NVIDIA ha anche già annunciato, sempre al CES 2017, due monitor che supporteranno l'ultima versione del G-Sync con HDR: stiamo parlando dell'ASUS ROG SWIFT PG27UQ e dell'Acer Predator XB272-HDR. Entrambi saranno disponibili nel secondo quarto dell'anno corrente, ed avranno risoluzione 4K con frequenza di aggiornamento pari a 144 Hz.

Una nuova tecnologia di retroilluminazione

I nuovi monitor G-Sync HDR utilizzano un hardware di alto livello, nella quale spicca il sistema di retroilluminazione, che sarà affiancato dalla tecnologia Quantum Dot. Questo utilizza un array Full LED di 384 zone distinte controllabili dal monitor separatamente. Tali aree illumineranno lo schermo, e il controller del display farà in modo di selezionare l'intensità più appropriata per ogni zona. Le 384 zone indipendenti offriranno una qualità visiva migliore dei monitor classici, sopratutto per quanto riguarda il contrasto, una caratteristica essenziale per sfruttare appieno l'HDR.
Per migliorare ancora di più l'esperienza visiva, NVIDIA ha sfruttato la tecnologia Quantum Dot e, più precisamente, ha applicato un Quantum Dot Enhancement Film (QDEF) per creare delle tonalità rosse e verdi più cariche di colore. Questa tecnologia è stata dapprima utilizzata sulle televisioni HDR di fascia altissima, ed è caratterizzata da dei Dots di dimensioni infinitamente piccole, nell'ordine dei nanometri, che emettono luce su una precisa fascia dello spettro di colore in dipendenza dalla grandezza del punto stesso.

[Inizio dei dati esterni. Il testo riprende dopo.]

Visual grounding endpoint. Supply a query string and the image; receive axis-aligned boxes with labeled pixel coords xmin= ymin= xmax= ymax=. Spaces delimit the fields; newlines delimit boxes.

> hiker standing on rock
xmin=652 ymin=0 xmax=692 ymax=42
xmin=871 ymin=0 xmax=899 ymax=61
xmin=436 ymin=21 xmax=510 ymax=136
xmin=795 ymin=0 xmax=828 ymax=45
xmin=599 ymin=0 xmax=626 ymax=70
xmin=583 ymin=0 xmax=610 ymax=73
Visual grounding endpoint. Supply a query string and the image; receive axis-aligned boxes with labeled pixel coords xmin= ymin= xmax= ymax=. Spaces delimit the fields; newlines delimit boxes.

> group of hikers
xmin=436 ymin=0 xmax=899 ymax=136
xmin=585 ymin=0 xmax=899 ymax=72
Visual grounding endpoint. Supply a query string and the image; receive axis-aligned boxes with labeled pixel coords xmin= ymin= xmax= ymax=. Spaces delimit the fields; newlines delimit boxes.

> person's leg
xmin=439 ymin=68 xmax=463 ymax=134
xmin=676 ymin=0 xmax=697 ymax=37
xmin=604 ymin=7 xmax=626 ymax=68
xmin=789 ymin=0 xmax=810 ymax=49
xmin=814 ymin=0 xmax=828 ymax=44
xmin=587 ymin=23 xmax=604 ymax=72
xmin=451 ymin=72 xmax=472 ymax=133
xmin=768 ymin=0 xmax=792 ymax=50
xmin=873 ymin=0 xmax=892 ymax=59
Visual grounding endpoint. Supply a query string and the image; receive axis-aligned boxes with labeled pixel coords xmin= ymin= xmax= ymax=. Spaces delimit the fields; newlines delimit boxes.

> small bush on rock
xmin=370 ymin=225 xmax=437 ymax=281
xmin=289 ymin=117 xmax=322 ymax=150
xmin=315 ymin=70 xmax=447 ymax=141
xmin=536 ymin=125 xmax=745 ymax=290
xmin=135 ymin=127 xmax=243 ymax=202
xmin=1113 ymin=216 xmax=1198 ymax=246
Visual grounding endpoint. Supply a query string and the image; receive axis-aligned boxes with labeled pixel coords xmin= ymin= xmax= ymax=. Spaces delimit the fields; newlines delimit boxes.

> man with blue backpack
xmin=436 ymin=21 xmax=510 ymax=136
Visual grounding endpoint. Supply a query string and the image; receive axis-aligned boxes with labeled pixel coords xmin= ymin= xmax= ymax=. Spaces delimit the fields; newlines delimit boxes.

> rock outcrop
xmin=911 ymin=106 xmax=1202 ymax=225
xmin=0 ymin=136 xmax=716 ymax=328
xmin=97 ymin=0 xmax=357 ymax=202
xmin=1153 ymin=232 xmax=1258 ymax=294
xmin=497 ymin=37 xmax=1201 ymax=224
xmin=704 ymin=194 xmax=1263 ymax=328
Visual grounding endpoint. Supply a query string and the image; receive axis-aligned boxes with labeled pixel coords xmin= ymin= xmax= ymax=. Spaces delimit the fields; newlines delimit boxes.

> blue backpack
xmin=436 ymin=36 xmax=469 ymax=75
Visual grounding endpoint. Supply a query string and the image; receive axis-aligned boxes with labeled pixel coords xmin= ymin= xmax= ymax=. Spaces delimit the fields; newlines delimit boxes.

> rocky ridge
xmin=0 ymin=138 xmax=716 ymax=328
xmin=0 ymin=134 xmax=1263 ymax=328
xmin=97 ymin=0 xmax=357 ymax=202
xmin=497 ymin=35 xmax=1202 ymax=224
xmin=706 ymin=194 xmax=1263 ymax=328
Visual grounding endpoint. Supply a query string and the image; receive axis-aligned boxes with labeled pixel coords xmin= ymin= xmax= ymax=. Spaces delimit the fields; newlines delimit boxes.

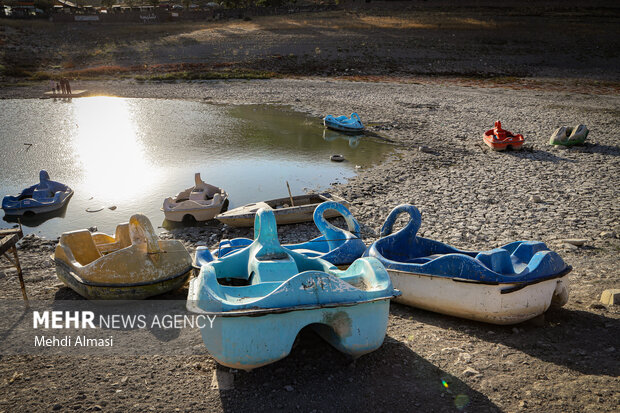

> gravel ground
xmin=0 ymin=79 xmax=620 ymax=412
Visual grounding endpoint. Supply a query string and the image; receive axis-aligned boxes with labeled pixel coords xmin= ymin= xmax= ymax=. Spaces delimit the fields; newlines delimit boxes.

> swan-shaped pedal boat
xmin=162 ymin=173 xmax=228 ymax=222
xmin=323 ymin=112 xmax=364 ymax=132
xmin=187 ymin=209 xmax=398 ymax=370
xmin=53 ymin=214 xmax=192 ymax=300
xmin=2 ymin=170 xmax=73 ymax=216
xmin=195 ymin=201 xmax=366 ymax=267
xmin=364 ymin=205 xmax=571 ymax=324
xmin=482 ymin=121 xmax=525 ymax=151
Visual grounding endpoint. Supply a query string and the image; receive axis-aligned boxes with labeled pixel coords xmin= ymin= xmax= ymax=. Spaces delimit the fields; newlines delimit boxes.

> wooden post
xmin=286 ymin=181 xmax=295 ymax=206
xmin=11 ymin=246 xmax=28 ymax=303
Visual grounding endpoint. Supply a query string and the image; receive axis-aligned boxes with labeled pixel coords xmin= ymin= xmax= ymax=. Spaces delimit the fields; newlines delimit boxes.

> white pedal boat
xmin=162 ymin=173 xmax=228 ymax=222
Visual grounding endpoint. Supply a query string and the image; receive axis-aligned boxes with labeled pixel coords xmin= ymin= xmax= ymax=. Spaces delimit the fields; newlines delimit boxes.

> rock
xmin=211 ymin=368 xmax=235 ymax=390
xmin=560 ymin=238 xmax=588 ymax=247
xmin=459 ymin=353 xmax=471 ymax=363
xmin=601 ymin=288 xmax=620 ymax=305
xmin=527 ymin=314 xmax=545 ymax=327
xmin=463 ymin=367 xmax=480 ymax=377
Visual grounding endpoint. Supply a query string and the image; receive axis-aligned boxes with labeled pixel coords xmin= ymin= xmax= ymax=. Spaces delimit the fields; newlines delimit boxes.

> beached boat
xmin=323 ymin=112 xmax=364 ymax=132
xmin=53 ymin=214 xmax=192 ymax=300
xmin=162 ymin=173 xmax=228 ymax=222
xmin=364 ymin=205 xmax=571 ymax=324
xmin=194 ymin=201 xmax=366 ymax=267
xmin=187 ymin=209 xmax=398 ymax=370
xmin=43 ymin=90 xmax=88 ymax=99
xmin=482 ymin=121 xmax=525 ymax=151
xmin=2 ymin=170 xmax=73 ymax=216
xmin=215 ymin=192 xmax=350 ymax=227
xmin=549 ymin=125 xmax=590 ymax=146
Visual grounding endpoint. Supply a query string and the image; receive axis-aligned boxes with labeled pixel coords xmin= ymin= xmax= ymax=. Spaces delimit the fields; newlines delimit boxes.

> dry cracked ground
xmin=0 ymin=79 xmax=620 ymax=412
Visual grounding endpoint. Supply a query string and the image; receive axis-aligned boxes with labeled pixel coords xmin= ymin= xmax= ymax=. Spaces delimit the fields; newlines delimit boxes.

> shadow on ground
xmin=220 ymin=329 xmax=499 ymax=412
xmin=391 ymin=304 xmax=620 ymax=377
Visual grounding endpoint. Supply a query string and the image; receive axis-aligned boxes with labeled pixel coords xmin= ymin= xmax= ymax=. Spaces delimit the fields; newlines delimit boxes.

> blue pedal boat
xmin=364 ymin=204 xmax=572 ymax=324
xmin=323 ymin=112 xmax=364 ymax=132
xmin=195 ymin=201 xmax=366 ymax=267
xmin=2 ymin=170 xmax=73 ymax=216
xmin=187 ymin=209 xmax=398 ymax=370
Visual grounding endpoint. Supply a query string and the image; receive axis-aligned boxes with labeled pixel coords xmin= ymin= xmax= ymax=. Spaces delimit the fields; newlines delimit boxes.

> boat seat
xmin=476 ymin=248 xmax=514 ymax=274
xmin=189 ymin=189 xmax=207 ymax=201
xmin=60 ymin=229 xmax=102 ymax=265
xmin=32 ymin=188 xmax=54 ymax=199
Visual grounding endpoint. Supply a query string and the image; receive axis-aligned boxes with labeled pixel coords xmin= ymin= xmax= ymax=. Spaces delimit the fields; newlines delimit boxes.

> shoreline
xmin=0 ymin=78 xmax=620 ymax=412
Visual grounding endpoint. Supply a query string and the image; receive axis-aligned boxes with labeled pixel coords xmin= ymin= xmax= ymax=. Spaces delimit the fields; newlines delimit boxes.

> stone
xmin=463 ymin=367 xmax=480 ymax=377
xmin=211 ymin=368 xmax=235 ymax=390
xmin=459 ymin=353 xmax=471 ymax=363
xmin=561 ymin=238 xmax=588 ymax=247
xmin=601 ymin=288 xmax=620 ymax=305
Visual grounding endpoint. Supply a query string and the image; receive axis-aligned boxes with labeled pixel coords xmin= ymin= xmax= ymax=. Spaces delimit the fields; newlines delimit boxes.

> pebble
xmin=463 ymin=367 xmax=480 ymax=377
xmin=601 ymin=288 xmax=620 ymax=305
xmin=561 ymin=238 xmax=588 ymax=247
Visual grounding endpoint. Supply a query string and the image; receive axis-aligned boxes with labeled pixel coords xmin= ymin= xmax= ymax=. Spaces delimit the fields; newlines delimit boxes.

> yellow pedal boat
xmin=53 ymin=214 xmax=192 ymax=300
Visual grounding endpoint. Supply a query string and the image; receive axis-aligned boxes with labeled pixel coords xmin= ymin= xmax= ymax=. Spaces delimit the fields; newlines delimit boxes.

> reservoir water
xmin=0 ymin=97 xmax=392 ymax=238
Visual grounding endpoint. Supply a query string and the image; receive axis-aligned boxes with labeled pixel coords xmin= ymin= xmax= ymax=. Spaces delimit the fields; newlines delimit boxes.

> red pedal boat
xmin=482 ymin=121 xmax=524 ymax=151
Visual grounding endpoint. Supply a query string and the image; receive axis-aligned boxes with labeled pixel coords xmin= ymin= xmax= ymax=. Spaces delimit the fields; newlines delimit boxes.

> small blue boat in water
xmin=364 ymin=204 xmax=571 ymax=324
xmin=2 ymin=170 xmax=73 ymax=216
xmin=187 ymin=209 xmax=398 ymax=370
xmin=323 ymin=112 xmax=364 ymax=132
xmin=195 ymin=201 xmax=366 ymax=267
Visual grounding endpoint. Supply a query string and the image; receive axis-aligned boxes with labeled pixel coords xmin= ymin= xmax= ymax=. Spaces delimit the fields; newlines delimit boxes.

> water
xmin=0 ymin=97 xmax=392 ymax=238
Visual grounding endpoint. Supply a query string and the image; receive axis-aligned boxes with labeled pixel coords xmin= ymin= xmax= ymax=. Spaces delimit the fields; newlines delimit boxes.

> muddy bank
xmin=0 ymin=79 xmax=620 ymax=412
xmin=0 ymin=0 xmax=620 ymax=83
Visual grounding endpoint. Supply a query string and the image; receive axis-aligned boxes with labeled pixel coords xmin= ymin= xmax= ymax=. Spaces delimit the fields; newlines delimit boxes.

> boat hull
xmin=3 ymin=190 xmax=73 ymax=216
xmin=325 ymin=122 xmax=364 ymax=133
xmin=164 ymin=202 xmax=224 ymax=222
xmin=215 ymin=194 xmax=350 ymax=227
xmin=388 ymin=269 xmax=569 ymax=325
xmin=190 ymin=293 xmax=390 ymax=370
xmin=483 ymin=132 xmax=524 ymax=151
xmin=54 ymin=260 xmax=193 ymax=300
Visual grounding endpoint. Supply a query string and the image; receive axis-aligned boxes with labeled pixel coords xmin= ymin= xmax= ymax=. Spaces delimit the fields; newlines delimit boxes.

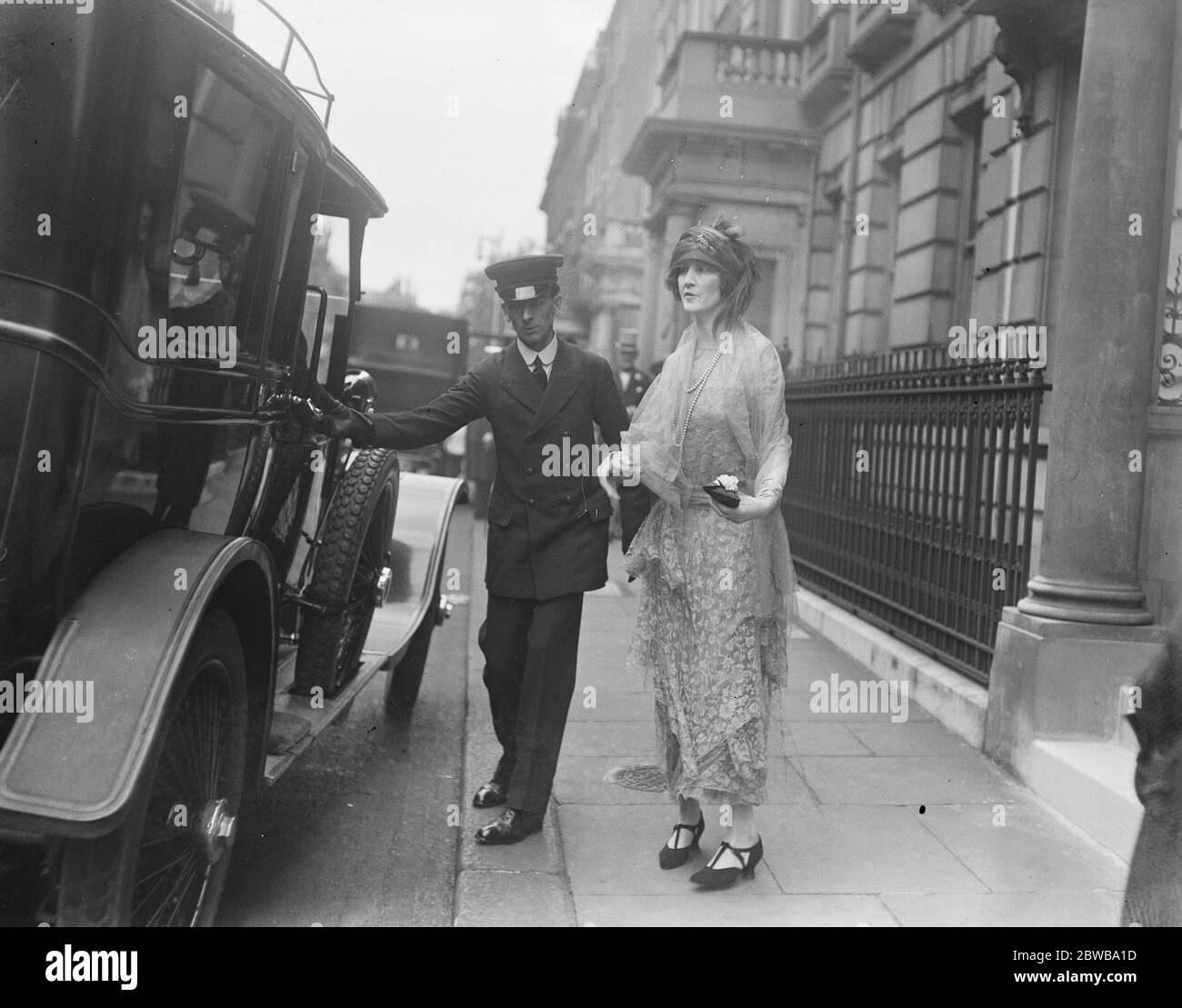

Ciò sta a significare che alcuni Dots saranno, ad esempio, in grado di riprodurre i colori più caldi mentre altri quelli più freddi, in modo tale da associare una determinata parte dello spettro di luce a precisi punti che meglio riescono a rappresentarla. Ciò consente ai monitor G-Sync HDR di mostrare uno spettro di colori più ampio, oltre che meglio caratterizzato, così che i toni possano meglio riflettere i colori che vediamo nella vita di tutti i giorni. Più di preciso, lo spazio di colore utilizzato dagli ultimi monitor è il 25% più grande rispetto agli schermi tradizionali (ed è molto vicino al DCI-P3, utilizzato nel cinema), che ricordiamo impiegare lo spazio di colore Adobe sRGB.

Le specifiche del G-Sync HDR

I monitor HDR certificati da NVIDIA devono avere specifiche tecniche ben precise, scelte per offrire la massima resa possibile. Lo standard scelto è l'HDR10, quello utilizzato anche dalla maggior parte dei televisori. La luminosità di picco dei monitor dotati di G-Sync HDR è di 1000 Nits, con un contrast ratio che invece varierà da prodotto a prodotto. Ad ogni modo, tutti gli schermi G-Sync HDR avranno la retroilluminazione a 384 zone dinamicamente controllabili, assieme alla possibilità per il produttore di implementare la connettività DisplayPort 1.4 e l'HDMI 2.0. Al gameplay con assenza di tearing si assocerà anche una latenza di input virtualmente pari a zero, a differenza dei 22/41 ms di cui invece sono caratterizzate le televisioni HDR.

NVIDIA Il G-Sync HDR è un importante aggiornamento rispetto al G-Sync classico, aggiungendo il supporto all’HDR e allo spazio di colore esteso. Si tratta del naturale aggiornamento di questa tecnologia, che porta con sé richieste hardware piuttosto elevate rispetto a quelle dei comuni monitor per PC, aumentandone la qualità visiva ma anche i costi per la loro realizzazione. La conferma arriva anche dai primi prodotti presentati, che costeranno di certo più di 1500$ all'uscita. Anche il FreeSync 2 dovrebbe tuttavia avere prezzi elevati, per due tecnologie che avranno bisogno di tempo per diffondersi.